Nice set of shots mate, for such a derp-mill, its a real surprise how tight this place is!


----------



## UE-OMJ (Feb 28, 2013)

Very atmospheric. Lovely.


----------



## Sshhhh... (Feb 28, 2013)

Wish you wouldn't keep throwing yourself off roofs!! Great shots there!


----------



## Lucky Pants (Feb 28, 2013)

Real nice pictures Alt and as for the vid well that gotta hurt ,but we soon snapped them bones back into place, ..... well kind of .


----------



## Lucky Pants (Feb 28, 2013)

A good couple of days none the less


----------



## Sshhhh... (Feb 28, 2013)

Great shots there Mr Pants!


----------



## Silent Hill (Feb 28, 2013)

*Epic*

Oh my word! Epic Mill.... Epic Camera Work.... Epic Atmosphere... Epic Fall 

Did I mention these reports as being Epic?


----------



## Mars Lander (Feb 28, 2013)

Silent Hill said:


> Oh my word! Epic Mill.... Epic Camera Work.... Epic Atmosphere... Epic Fall
> 
> Did I mention these reports as being Epic?



Your too kind, thanks lots have you been to High Royds? I need the Royds!

Great Shots mr pantaloons , just stunning as ever


----------



## flyboys90 (Mar 1, 2013)

Superb photos from both of you, great dvd thanks for sharing.


----------



## HughieD (Mar 1, 2013)

Epic's the word here!


----------



## sonyes (Mar 1, 2013)

Great report and fantastic pics as usual from you both, cheers guys!


----------



## Ninja Kitten (Mar 1, 2013)

Amazing i love your posts!!!!!!!!!!!!!!!!!!!! We must meet up again!


----------



## Silent Hill (Mar 1, 2013)

AltDayOut said:


> Your too kind, thanks lots have you been to High Royds?



Yep...... http://www.derelictplaces.co.uk/main/showthread.php?t=20130#.UTCSbaJQZZg


----------



## Mars Lander (Mar 1, 2013)

Ninja Kitten said:


> Amazing i love your posts!!!!!!!!!!!!!!!!!!!! We must meet up again!



an easy, come on down! We've missed ya , missions later in month, you must enroll haha.


----------



## st33ly (Mar 1, 2013)

That second pic at the top scared me when I at first saw somebody poking out next to the pillar! Freaky lol


----------



## Mars Lander (Mar 1, 2013)

st33ly said:


> That second pic at the top scared me when I at first saw somebody poking out next to the pillar! Freaky lol



haha no one seems to spot that or they're just keeping quiet


----------



## peterc4 (Mar 1, 2013)

well done gents, great report and pics


----------



## perjury saint (Mar 1, 2013)

*A mooch is a mooch!! And this aint bad... Cerackin shots there lads!!! *


----------



## Ramsgatonian (Mar 2, 2013)

Fantastic photography from you both!


----------



## shatners (Mar 2, 2013)

Great shots as always both... liking the video too!

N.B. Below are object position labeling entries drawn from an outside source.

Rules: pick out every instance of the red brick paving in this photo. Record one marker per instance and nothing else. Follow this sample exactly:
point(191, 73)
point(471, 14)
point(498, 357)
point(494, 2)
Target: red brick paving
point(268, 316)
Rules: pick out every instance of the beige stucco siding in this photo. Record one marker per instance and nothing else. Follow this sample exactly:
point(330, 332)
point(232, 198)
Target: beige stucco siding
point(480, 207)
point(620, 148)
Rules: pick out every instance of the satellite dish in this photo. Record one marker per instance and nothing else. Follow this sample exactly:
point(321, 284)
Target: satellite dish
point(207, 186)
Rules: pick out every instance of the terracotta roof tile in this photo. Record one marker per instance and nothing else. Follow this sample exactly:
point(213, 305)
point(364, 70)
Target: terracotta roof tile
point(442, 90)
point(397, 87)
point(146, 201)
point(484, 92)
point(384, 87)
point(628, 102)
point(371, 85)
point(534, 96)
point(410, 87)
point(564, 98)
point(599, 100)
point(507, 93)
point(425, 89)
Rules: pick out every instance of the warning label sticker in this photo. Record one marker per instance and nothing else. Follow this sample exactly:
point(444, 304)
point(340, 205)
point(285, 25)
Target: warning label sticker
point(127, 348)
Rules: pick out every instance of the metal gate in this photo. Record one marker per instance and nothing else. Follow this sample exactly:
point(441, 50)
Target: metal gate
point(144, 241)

I swear if I ever bump into you two wearing those masks whilst bimbling on my own in an old mill it'll be me running and throwing myself from a rooftop lol


----------



## MrDan (Mar 2, 2013)

AltDayOut said:


> haha no one seems to spot that or they're just keeping quiet



I didn't see it lol. Fantastic photos here, this sort of thing never used to be my cuppa tea, but that's started to change recently, partly from seeing reports like this


----------